Allergen-free recipes for Chinese New Year


"I really wanted to create some delicious allergy friendly Asian recipes, Chinese recipes, because that's actually something that's generally hard for people to find," said Cybele Pascal, author of "Allergy-Free and Easy Cooking."

In her book, Pascal made smart ingredient swaps, starting with SunButter Dan Dan Noodles.

"People traditionally eat long noodles on the Chinese New Year because they represent longevity, long life," said Pascal.

The longer the noodle, the longer the life, so don't cut it. Use sunflower seed butter in place of peanut butter.
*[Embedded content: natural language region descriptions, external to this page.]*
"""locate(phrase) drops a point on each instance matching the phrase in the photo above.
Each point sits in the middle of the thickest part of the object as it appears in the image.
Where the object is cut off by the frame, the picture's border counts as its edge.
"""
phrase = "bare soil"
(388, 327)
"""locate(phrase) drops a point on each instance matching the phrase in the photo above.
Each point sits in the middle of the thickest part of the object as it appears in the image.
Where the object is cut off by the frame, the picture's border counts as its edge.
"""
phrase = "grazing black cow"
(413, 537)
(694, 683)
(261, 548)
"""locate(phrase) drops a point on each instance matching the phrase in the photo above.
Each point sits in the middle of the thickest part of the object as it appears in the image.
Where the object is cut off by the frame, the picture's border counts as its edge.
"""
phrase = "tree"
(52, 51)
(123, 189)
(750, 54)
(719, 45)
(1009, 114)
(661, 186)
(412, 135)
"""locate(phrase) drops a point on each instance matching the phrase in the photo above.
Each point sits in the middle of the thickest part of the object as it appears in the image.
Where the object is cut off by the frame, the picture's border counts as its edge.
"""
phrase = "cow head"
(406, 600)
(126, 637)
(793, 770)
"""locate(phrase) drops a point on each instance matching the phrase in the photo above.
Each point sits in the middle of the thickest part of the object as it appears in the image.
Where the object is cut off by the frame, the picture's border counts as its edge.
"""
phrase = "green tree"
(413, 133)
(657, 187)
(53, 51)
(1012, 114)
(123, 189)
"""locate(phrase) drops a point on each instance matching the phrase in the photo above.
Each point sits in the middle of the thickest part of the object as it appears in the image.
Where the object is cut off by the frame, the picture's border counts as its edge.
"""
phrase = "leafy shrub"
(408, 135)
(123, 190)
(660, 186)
In lieu of soy sauce or tamari, she uses an alternative of coconut amino acids, which has 65 percent less sodium and made from fermented coconut sap.

Canola replaces peanut oil and quinoa corn linguini is used instead of standard wheat pasta. Ginger, garlic, onion, cilantro, cucumbers and sunflower seeds make the dish tasty and authentic.

"These are wonderful gluten-free noodles, and they really hold their shape," said Pascal.

They closely resemble traditional egg noodle color, although brown rice pasta can be used.

"Not only is this a 30-minute meal that is free of all top eight allergens and gluten-free, it's really simple to make ahead of time," said Pascal.

Her lettuce cups have dark meat chicken, chopped up veggies, water chestnuts for crunch and a homemade soy-free, wheat-free, gluten-free Hoisin sauce.

The finale is a lightning quick dessert, nature's candy.

"Oranges represent also prosperity, new growth and the sweetness of the New Year, which I think is a lovely concept," said Pascal.

The Coconut Amino Acid and SunButter can be found at Whole Foods or other Natural Foods Markets, and the Sunbutter can also be found at Trader Joe's.